Over in The Garden State, New Jersey's Ghost Gun Law is considered the most comprehensive of its kind in the country.
Under the law, which went into effect in 2018, people are prohibited from buying or acquiring firearms parts, including unserialized frame or receivers, "from which a firearm without a serial number may be readily manufactured or otherwise assembled." It also bans using 3D-printers from printing guns or gun parts, including receivers and magazines, unless the printer is a state-licensed firearm manufacturer or dealer. It also bans the distribution of computer code that can create the gun parts or guns.
The law also expands the federal ban on undetectable firearms so the major components of one have to be detectable by security-screening devices.
Like California, New Jersey's ghost gun law also requires registered serial numbers on all firearms.

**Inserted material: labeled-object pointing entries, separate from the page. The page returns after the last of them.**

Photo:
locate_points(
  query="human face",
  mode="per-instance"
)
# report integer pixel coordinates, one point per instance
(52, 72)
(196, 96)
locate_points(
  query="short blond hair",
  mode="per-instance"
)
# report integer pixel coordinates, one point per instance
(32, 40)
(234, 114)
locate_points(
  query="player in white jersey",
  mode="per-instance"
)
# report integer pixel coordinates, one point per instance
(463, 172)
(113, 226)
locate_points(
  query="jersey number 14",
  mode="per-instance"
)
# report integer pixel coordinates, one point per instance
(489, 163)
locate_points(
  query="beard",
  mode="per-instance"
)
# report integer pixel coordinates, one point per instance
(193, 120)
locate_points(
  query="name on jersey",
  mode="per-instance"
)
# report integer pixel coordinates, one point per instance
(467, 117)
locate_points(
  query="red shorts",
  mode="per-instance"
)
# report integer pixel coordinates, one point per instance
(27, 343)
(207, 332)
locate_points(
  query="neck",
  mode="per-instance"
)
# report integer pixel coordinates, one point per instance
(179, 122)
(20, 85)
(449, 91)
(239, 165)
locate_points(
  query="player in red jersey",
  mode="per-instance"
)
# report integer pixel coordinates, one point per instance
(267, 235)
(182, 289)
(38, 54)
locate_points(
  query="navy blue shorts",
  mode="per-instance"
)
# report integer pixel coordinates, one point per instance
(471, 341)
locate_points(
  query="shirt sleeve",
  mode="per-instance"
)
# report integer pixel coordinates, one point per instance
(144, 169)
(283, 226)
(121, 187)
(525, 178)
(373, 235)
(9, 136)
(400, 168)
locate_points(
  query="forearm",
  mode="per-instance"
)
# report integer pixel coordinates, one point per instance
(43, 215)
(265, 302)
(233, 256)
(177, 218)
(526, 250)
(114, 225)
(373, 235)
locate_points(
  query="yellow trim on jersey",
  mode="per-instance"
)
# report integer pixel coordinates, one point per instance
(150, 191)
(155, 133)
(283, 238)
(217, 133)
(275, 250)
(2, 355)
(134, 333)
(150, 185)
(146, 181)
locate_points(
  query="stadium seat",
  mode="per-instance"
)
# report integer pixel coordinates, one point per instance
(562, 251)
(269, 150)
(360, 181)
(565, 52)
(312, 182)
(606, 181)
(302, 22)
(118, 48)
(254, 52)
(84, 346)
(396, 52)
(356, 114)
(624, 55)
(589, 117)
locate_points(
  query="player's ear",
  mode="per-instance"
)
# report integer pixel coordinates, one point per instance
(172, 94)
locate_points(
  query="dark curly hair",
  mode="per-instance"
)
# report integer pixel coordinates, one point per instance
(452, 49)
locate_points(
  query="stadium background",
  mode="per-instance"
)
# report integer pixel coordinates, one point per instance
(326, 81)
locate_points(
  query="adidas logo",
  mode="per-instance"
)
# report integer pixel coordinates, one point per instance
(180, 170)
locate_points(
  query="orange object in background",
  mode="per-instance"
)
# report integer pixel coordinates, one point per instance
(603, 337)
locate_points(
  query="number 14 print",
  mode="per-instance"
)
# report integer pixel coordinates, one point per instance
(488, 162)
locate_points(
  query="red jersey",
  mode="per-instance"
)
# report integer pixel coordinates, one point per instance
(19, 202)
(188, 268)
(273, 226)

As Shapiro continues to tackle gun violence in Pennsylvania, gun-rights advocates continue to voice concern. But the State Attorney General argues today's legal opinion doesn't make any firearms illegal, so it doesn't infringe on anyone's Second Amendment rights. He said those sorts of concerns dodge the issue at hand, "too many criminals have taken advantage of these loopholes to gain access to guns that they should never have had to begin with. We’ve read the same headlines, had the same emotional reactions, submitted to the same numbness, rinse and repeat.”